“It really begins with the footage,” editor Varun Viswanath says.
While that’s the norm for any editor, Viswanath, who’s nominated for an Emmy alongside fellow editor Patrick Tuck for FX’s “Reservation Dogs,” has a secret weapon within the cutting room: co-creators and showrunners Sterlin Harjo and Taika Waititi.
Not only do they do long takes, but they do also resets. “We get to listen to what they’re saying to the actors, and it’s an additional tool to get into their heads and understand their preferences,” Viswanath says. Viswanath and Tuck joined forces to collaborate on cutting the series finale, “Dig.”
Within the episode, the town comes together to honor medicine man Fixico (Richard Ray Whitman) after his death. While the theme of community anchors all the series, it is essential to this episode. The central characters all reach different resolutions: Elora (Devery Jacobs) is heading off to a brand new adventure in college; Bear (D’Pharaoh Woon-A-Tai) learns about independence as his mother takes a job in town and he creates his path — perhaps with Jackie (Elva Guerra); and Willie Jack (Paulina Alexis), having apprenticed under Fixico, has turned her attention to helping others on the reservation. As for Cheese (Lane Factor), his recent glasses give him a sharper view on life.
For the finale, Harjo wanted the episode to be concerning the kids and the community, and one of the best place to point out that will be at a funeral. “One in every of the happiest times in our community is once you go to mourn someone’s death,” he says. “I believe individuals are more honest when faced with death, in order that they’ll tell each other they love one another more, and their guards are down.”

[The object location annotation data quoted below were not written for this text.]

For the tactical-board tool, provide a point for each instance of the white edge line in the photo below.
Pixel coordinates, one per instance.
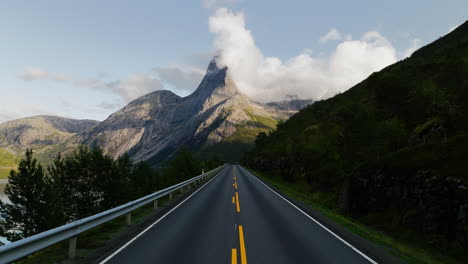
(317, 222)
(157, 221)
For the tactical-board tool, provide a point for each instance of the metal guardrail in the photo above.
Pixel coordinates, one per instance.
(29, 245)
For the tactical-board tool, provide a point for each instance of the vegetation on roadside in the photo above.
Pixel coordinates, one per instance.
(412, 249)
(81, 184)
(7, 159)
(390, 152)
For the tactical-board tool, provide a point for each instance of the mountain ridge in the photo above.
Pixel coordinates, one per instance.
(155, 126)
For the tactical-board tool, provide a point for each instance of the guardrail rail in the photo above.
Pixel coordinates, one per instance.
(32, 244)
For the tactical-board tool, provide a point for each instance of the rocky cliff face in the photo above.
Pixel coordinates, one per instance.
(156, 125)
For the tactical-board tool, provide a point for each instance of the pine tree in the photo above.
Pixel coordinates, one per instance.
(31, 196)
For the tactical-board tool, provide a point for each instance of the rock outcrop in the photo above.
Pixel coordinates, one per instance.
(155, 126)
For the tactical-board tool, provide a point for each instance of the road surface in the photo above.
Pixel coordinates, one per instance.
(235, 218)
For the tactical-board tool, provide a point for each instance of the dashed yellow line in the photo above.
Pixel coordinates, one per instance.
(242, 246)
(234, 256)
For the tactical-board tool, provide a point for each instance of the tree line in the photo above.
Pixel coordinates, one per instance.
(82, 183)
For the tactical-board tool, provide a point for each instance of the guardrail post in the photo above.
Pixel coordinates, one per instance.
(128, 218)
(72, 248)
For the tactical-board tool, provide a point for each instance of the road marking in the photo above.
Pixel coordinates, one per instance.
(157, 221)
(242, 245)
(234, 256)
(317, 222)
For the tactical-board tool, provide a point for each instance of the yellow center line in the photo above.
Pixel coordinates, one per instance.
(234, 256)
(242, 246)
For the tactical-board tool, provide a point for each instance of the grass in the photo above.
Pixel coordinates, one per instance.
(411, 251)
(92, 240)
(4, 173)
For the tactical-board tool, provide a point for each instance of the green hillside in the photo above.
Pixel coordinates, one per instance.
(231, 149)
(7, 159)
(392, 151)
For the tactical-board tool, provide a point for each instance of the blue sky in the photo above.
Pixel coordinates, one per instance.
(87, 59)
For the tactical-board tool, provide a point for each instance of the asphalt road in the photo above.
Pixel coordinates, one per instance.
(235, 218)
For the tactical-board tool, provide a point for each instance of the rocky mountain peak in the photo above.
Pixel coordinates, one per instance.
(216, 87)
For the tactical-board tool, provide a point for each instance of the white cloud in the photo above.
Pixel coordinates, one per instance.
(333, 34)
(183, 78)
(217, 3)
(269, 78)
(128, 88)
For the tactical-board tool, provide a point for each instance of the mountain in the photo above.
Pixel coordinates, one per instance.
(41, 133)
(215, 115)
(392, 150)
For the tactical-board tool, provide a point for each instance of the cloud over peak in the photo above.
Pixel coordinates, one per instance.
(270, 78)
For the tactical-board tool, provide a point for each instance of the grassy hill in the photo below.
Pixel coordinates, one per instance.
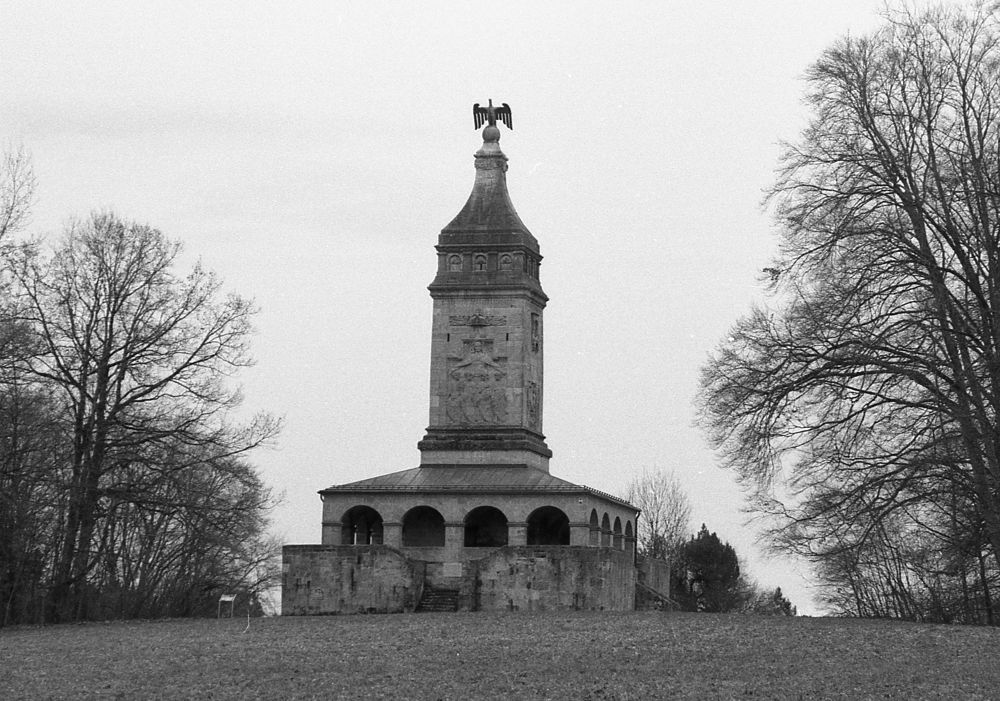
(523, 656)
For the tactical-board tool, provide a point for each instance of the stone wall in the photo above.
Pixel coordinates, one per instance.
(324, 579)
(555, 578)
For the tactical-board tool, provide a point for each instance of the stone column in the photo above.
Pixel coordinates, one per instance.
(454, 536)
(331, 533)
(517, 533)
(392, 534)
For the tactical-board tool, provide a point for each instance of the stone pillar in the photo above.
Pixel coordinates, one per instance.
(454, 535)
(331, 533)
(579, 533)
(392, 534)
(517, 533)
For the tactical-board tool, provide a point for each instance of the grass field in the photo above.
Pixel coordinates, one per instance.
(523, 656)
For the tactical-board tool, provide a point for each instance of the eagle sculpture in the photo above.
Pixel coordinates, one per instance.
(490, 114)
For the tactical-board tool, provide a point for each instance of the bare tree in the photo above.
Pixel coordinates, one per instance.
(870, 391)
(663, 526)
(139, 360)
(17, 190)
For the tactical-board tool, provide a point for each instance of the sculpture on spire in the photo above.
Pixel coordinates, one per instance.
(490, 114)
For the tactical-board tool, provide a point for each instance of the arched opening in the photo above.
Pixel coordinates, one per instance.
(361, 525)
(423, 526)
(548, 526)
(485, 527)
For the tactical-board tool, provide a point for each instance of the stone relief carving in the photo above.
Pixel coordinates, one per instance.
(476, 388)
(477, 319)
(534, 404)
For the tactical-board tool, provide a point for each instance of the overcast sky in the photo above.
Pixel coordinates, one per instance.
(311, 153)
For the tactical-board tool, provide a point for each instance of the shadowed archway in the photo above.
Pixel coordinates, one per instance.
(548, 525)
(485, 527)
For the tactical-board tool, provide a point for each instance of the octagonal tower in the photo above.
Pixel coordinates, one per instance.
(486, 343)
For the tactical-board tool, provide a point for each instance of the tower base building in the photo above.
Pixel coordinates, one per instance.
(480, 524)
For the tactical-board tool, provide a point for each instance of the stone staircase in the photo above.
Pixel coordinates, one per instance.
(438, 600)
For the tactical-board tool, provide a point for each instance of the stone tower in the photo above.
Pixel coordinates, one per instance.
(486, 343)
(481, 521)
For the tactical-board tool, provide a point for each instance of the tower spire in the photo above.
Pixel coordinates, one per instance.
(486, 343)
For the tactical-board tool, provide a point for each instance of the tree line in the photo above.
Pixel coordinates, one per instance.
(705, 572)
(125, 489)
(861, 403)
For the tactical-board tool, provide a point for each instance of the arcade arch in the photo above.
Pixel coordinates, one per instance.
(423, 526)
(548, 525)
(485, 527)
(361, 525)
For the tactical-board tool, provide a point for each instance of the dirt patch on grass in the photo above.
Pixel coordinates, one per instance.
(524, 656)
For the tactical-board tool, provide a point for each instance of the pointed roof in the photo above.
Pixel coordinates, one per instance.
(489, 209)
(502, 479)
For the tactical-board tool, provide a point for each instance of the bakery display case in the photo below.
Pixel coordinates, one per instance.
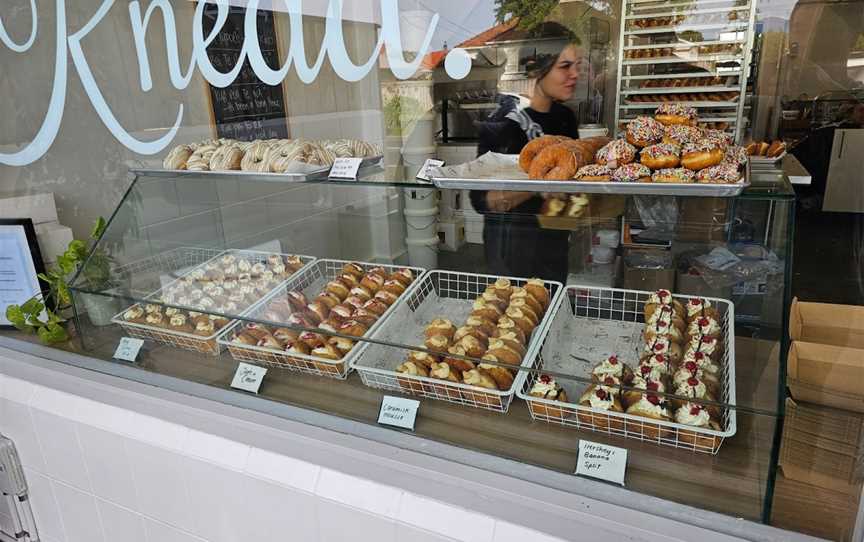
(213, 269)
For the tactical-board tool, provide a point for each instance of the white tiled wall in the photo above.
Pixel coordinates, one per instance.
(98, 473)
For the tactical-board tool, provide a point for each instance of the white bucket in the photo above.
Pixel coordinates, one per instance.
(421, 199)
(423, 252)
(421, 223)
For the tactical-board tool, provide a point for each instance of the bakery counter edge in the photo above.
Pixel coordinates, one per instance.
(561, 505)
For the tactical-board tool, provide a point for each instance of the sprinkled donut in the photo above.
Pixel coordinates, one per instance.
(673, 175)
(674, 113)
(533, 148)
(616, 153)
(644, 131)
(630, 173)
(661, 156)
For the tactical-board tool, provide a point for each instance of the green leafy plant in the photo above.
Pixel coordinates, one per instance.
(42, 313)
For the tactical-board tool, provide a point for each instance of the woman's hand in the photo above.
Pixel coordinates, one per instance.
(502, 201)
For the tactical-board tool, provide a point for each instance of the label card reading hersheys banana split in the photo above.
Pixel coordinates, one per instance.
(601, 461)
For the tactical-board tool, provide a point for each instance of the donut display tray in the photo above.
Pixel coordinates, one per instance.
(310, 281)
(594, 323)
(441, 294)
(190, 341)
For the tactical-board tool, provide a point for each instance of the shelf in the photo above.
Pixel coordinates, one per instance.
(727, 26)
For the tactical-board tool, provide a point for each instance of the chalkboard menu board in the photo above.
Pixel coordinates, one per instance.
(248, 108)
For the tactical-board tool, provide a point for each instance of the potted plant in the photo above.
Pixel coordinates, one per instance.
(47, 312)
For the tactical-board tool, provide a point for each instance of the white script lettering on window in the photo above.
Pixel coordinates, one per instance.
(458, 62)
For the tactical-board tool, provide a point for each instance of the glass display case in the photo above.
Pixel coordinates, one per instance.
(319, 281)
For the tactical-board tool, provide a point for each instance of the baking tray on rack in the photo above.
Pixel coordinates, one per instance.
(191, 341)
(644, 189)
(441, 294)
(594, 323)
(310, 281)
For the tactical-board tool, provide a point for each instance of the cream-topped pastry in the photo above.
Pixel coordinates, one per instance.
(704, 326)
(693, 415)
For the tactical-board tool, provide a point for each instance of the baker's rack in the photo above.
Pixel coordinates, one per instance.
(724, 54)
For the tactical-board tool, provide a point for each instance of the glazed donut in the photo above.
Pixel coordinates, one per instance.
(594, 173)
(679, 134)
(178, 157)
(226, 158)
(724, 173)
(673, 175)
(669, 114)
(617, 153)
(533, 148)
(255, 157)
(632, 173)
(700, 155)
(736, 156)
(661, 156)
(643, 131)
(555, 163)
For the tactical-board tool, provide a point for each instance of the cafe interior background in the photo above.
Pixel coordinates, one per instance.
(791, 71)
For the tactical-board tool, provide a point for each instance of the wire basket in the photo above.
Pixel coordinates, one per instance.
(594, 323)
(188, 260)
(441, 294)
(310, 282)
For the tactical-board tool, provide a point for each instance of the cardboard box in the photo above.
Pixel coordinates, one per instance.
(827, 375)
(38, 207)
(823, 446)
(826, 323)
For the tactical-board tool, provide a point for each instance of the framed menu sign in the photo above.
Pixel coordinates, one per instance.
(20, 264)
(248, 108)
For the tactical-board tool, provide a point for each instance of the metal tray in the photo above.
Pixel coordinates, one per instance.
(647, 189)
(310, 281)
(594, 323)
(190, 341)
(441, 294)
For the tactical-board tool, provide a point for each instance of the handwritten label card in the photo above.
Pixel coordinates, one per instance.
(426, 171)
(398, 412)
(602, 461)
(128, 349)
(248, 377)
(345, 168)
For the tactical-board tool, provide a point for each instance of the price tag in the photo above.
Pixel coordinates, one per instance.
(128, 349)
(427, 168)
(248, 377)
(602, 462)
(345, 168)
(398, 412)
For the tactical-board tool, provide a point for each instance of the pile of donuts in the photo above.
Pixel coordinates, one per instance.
(264, 156)
(349, 305)
(668, 148)
(497, 330)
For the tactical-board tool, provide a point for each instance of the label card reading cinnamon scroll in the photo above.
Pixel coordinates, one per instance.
(345, 168)
(601, 461)
(398, 412)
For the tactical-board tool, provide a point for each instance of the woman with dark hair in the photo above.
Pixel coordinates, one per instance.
(514, 243)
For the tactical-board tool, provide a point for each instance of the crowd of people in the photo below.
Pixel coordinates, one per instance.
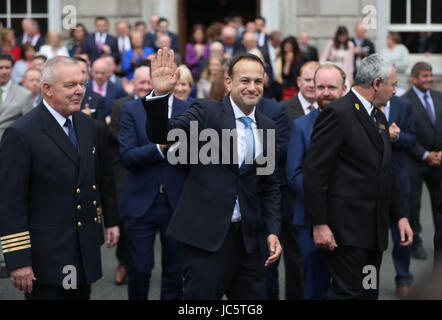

As an enormous fan of cinema, Harjo admits that every episode contained references to other movies, including “Ocean’s Eleven” and “Dazed and Confused.” Harjo considered Robert Altman when writing and filming this episode and the way the filmmaker used his ensemble casts. Particularly, he checked out how Altman would use slow zooms, switching between a background and a foreground character and having them talk over one another.
When it got here to editing, Tuck and Harjo desired to capture the essence of community and that feeling of being there. “There have been long sweeping shots intercut with moments of [the central characters] in the longer term and seeing their life is just starting,” says Tuck.
“They’ve come home, they’ve matured and so they’ve come full circle.” One other powerful scene involved Willie Jack visiting her Aunt Hokti (Lily Gladstone) in prison. Willie Jack tells Hokti that Fixico has died, but admits she didn’t get to spend much time with him. With that information, Hokti uses a number of candy to elucidate the ability of community to her young niece.
Viswanath had also cut the prison sequence in Season 2. “I made a decision to not attempt to get radical and shoot it in another way,” says Harjo. “I wanted it to feel familiar to Season 2. But what was really great about that’s it’s this very quiet moment before the chaos of the remainder of the episode.” That jail scene was a prologue before the audience got to see the community in motion, says Harjo. “What higher method to express the importance of community than through a personality that must be taken away from the community and kept other than it? That holds this weight that it wouldn’t have if she wasn’t in jail.”
Viswanath found the scene poignant to chop and admits he didn’t have much footage to work with. “That scene for me is an ideal microcosm of the Native community that Sterlin and his crew represent,” he says.
The importance of the scene reflects the ability of handing down multi-generational secrets and the way the community can still be fostered even in a restricted environment. That segues into Willie Jack “ensuring that the machine of community is working the best way it’s meant to be,” says Harjo.
Bear has to say one other goodbye, this time to his spiritual guide, William “Spirit” Knifeman, played by Dallas Goldtooth. “You need to be loved, and also you need to love,” Spirit says, reminding Bear
that the community offers him that love.
Viswanath, who cut their first encounter within the pilot, felt Bear went through the most important emotional growth and that the goodbye was a full-circle moment. He had a goal in capturing that farewell scene: “To see how rather more nuanced he’s with the little expressions on his face, and the way rather more measured they’re,” the editors says of WoonA-Tai’s performance.
The ultimate shot within the episode features the group of individuals together, sharing their love. Within the edit bay, Tuck debated intercutting other coverage for certain lines, but ultimately settled on the sweeping shot of the foursome.
“We had to essentially fight the instinct to chop to separate coverage, deciding as an alternative to let the audience — and the Rez Dogs themselves — feel present within the moment, surrounded by the people and community they love. It’s such a fantastic style to point out how these characters have matured and grown across three seasons, and an ideal method to end the series,” says Tuck. “It encompasses every part you must feel in that moment.”
The scenes leading as much as that ending centered on heavily emotional moments of farewell and loss, but as Viswanath points out, it at all times leads to 1 theme: “You’ll be able to return to your community, share a meal and be uplifted.”